На письменном столе после его приезда опять появились перья, карандаши, стопка бумаги с надписью Yezerna. Однако работа не очень пошла, хотя он снова стал пить свое прежнее кофе; теперь глотал чуть не кипяток, чем приводил в изумление приставленного к нему слугу, который очень его любил и ценил за вежливость. Объясняться им было трудно: Бальзак по-польски знал только слово «проше». Большую часть дня он проводил у себя за письменным столом. Писал немало писем, — теперь родным писал правдивее, чем прежде, кое-что говорил начистоту. Обдумывал план книг, но в душе как будто не верил, что их напишет. Думал о своей литературной судьбе. По его мнительности, ему казалось, что мода на него прошла или проходит.
Своей будущей мировой славы он, быть может, всё- таки не предвидел. На французском языке были романы тоньше, лучше, совершеннее книг Бальзака. Но ни Стендаль, ни Констан, ни Флобер не имели его мощи и размаха, не оказали на литературу такого влияния, как он. Теперь есть словари, относящиеся к его произведениям, есть специальные исследования, которые верно очень удивили бы его самого. В Англии глубокомысленные комментаторы Суинборна ломали себе головы над тем, что означает его строчка «The splendor of a spirit without blame»[141], — пока сам поэт не объяснил, что он имел в виду коньяк. До столь почтительного внимания комментаторов Бальзак на дожил: его ругали в течение всей его жизни, а ничего не понимавшие люди над ним и издевались. Это было даже не изнанкой славы: это было просто ее составной частью. Смеялись и над его литературными приемами, над тем, что он пишет не по правилам, пишет слишком подробно о всяких мелочах, пишет с вечными отступлениями, с бесконечными описаниями городов, домов, вещей. Он действительно не обладал драгоценным уменьем вычеркивать; но из-за этого художественного недостатка его книги стали энциклопедией французской жизни.
Теперь он, по-видимому, почувствовал, что главное уже сделал, и интерес к тому, что он еще мог бы создать, у него ослабел.
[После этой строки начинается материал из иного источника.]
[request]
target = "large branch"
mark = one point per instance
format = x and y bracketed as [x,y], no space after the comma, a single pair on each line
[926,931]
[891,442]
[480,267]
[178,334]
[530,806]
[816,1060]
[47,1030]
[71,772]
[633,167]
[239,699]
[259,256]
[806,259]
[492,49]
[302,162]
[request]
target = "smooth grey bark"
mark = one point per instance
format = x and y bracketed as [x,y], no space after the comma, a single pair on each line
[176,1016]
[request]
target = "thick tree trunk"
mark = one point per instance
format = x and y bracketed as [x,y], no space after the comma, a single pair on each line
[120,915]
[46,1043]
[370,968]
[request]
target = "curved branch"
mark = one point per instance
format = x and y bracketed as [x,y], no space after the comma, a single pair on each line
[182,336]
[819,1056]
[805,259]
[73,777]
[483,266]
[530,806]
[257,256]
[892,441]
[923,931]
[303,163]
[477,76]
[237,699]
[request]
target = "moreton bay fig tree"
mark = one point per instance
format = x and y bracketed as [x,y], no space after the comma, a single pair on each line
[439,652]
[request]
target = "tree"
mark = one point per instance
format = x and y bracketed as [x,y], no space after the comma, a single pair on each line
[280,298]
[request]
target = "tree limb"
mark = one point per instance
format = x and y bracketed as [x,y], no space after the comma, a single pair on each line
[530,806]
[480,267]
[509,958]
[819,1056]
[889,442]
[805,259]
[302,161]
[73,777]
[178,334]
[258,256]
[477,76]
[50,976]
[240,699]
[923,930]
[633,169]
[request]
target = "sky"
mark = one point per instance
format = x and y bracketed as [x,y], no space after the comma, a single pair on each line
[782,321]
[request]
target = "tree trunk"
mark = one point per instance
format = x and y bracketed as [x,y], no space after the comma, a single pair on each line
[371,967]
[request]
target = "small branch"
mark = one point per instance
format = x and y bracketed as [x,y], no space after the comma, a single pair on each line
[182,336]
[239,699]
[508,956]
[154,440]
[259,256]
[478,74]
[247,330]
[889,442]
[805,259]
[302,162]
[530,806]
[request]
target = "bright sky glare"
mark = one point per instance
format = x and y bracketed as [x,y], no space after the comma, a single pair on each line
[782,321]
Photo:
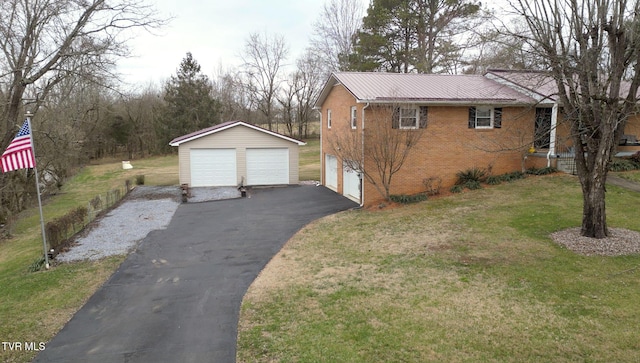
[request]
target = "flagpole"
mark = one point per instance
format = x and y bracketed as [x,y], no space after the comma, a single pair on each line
[35,169]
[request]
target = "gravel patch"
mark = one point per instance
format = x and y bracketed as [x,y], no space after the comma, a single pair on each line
[208,194]
[119,231]
[145,209]
[619,242]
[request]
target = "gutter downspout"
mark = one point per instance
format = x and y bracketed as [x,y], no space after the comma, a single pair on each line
[552,134]
[362,171]
[322,166]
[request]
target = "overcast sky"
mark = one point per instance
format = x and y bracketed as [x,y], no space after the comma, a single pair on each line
[215,32]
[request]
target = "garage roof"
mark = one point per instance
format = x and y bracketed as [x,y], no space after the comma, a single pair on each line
[225,126]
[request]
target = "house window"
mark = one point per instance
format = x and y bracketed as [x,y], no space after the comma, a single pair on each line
[484,117]
[354,117]
[410,117]
[542,128]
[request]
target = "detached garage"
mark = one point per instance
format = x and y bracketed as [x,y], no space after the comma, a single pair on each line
[236,152]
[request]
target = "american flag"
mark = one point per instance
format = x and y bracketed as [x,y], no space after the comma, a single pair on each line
[19,154]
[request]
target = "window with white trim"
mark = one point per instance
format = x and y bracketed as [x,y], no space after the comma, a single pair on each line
[354,117]
[410,117]
[485,117]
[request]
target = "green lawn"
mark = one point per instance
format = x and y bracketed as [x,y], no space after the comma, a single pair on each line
[630,175]
[34,306]
[467,278]
[310,160]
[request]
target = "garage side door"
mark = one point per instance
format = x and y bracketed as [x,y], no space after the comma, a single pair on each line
[267,166]
[213,167]
[331,172]
[351,184]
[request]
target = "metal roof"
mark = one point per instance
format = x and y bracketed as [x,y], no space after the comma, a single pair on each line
[424,88]
[540,85]
[227,125]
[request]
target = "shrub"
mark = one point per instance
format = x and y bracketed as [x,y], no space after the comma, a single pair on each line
[432,185]
[406,199]
[456,189]
[494,180]
[471,175]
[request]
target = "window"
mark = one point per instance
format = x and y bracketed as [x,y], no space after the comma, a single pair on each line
[354,117]
[543,128]
[410,117]
[485,117]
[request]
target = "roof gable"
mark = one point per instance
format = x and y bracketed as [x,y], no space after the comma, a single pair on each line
[423,88]
[225,126]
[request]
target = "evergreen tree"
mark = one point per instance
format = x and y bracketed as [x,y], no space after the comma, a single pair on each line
[189,102]
[412,35]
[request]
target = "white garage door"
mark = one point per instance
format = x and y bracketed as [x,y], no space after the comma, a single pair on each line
[351,180]
[331,171]
[213,167]
[267,166]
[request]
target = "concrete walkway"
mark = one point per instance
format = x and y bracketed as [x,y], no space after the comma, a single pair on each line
[177,297]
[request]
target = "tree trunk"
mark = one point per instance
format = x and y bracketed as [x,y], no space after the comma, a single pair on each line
[594,217]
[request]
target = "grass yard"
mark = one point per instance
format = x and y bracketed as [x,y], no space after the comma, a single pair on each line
[34,306]
[467,278]
[630,175]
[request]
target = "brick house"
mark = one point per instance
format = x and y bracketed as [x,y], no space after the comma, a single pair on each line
[463,121]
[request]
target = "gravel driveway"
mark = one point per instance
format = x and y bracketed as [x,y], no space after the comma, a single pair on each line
[145,209]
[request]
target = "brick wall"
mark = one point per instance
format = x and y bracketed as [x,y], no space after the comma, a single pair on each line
[446,147]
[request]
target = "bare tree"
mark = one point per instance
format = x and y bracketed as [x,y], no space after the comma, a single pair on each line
[386,146]
[334,32]
[592,48]
[309,79]
[263,58]
[43,43]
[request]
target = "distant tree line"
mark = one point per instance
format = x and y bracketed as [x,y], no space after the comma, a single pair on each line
[57,60]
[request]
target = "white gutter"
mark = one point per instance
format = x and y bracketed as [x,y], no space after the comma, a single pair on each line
[322,166]
[362,171]
[552,135]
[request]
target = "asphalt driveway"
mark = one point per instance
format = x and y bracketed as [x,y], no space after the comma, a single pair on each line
[177,297]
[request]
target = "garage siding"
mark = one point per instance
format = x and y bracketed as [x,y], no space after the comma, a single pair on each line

Впрочем иногда кое-что писал, но больше по привычке, не слишком стараясь, — как Микеланджело зимой в горах лепил статуи из снега.
В Верховне молено было не очень думать о грозных событиях в мире. В далекую от Петербурга деревню новости приходили менее страшными, — всё смягчалось временем и особенно расстоянием. Он вдобавок газетам никогда не верил и даже не мог к ним относиться серьезно. Журналистов изображал не иначе, как вралями. Один его герой утверждает, что первым газетным лгуном был Бенджамин Франклин, который, «вместе с громоотводом и республикой», изобрел газетную утку и сам этим похвалялся. О политической карьере Бальзак больше не думал. Быть может, отложил ее по недостатку времени и вследствие всё усиливавшейся конкуренции. Так Гитлер говорил в 1937 году, что откладывает писание романов, ибо не уверен, что в этой области сравнится с величайшими из великих.
К Ганской по-прежнему приезжали гости. Шла веселая, гостеприимная, со стороны как будто беззаботная, помещичья жизнь. Бальзак помнил свои обязанности. Одевался, выходил в гостиную, быть может, еще иногда и блистал, больше по привычке. Его блеск впрочем в Верховне принимался и на веру. Гостей кормили, поили, развлекали. При усадьбе или в деревне был скрипач Моисей. Верно он играл хорошо: иногда трогал Бальзака до слез.
Через некоторое время он стал чувствовать себя совсем худо. Удушье, головные боли почти не прекращались; странная черная точка в глазах вызывала у него ужас: что, если ослепнет! Гениальный доктор твердо обещал выздоровление: настойка в четные дни и сто шестьдесят порошков должны были сделать свое спасительное дело. Но сын Кноте, тоже врач, хотя менее гениальный, чем отец, склонялся к мысли, что Бальзак болен безнадежно.
Сам он всё же кое-как бодрился, говорил, что всё пройдет, что революция во Франции скоро кончится, и на писателей, в частности на него, польется золотой дождь. Заботился о гнездышке на улице Фортюнэ, посылал матери в Париж указания, мечтал о том, чтобы привезти из Верховни головку Греза, принадлежавшую когда-то королю Станиславу, картины Каналетто, принадлежавшие папе Клименту XIII. Собирался, если женится на Ганской, принимать у себя весь Париж. Но иногда приходил в ужас от бедности и запрашивал сестру, нельзя ли ему будет сговориться с ее кухаркой, чтобы она за два франка приходила к нему каждый понедельник и готовила говядину сразу на целую неделю. Советовал сестре соблюдать крайнюю бережливость и перебраться куда-нибудь на Etoile, где можно получить квартиру за бесценок.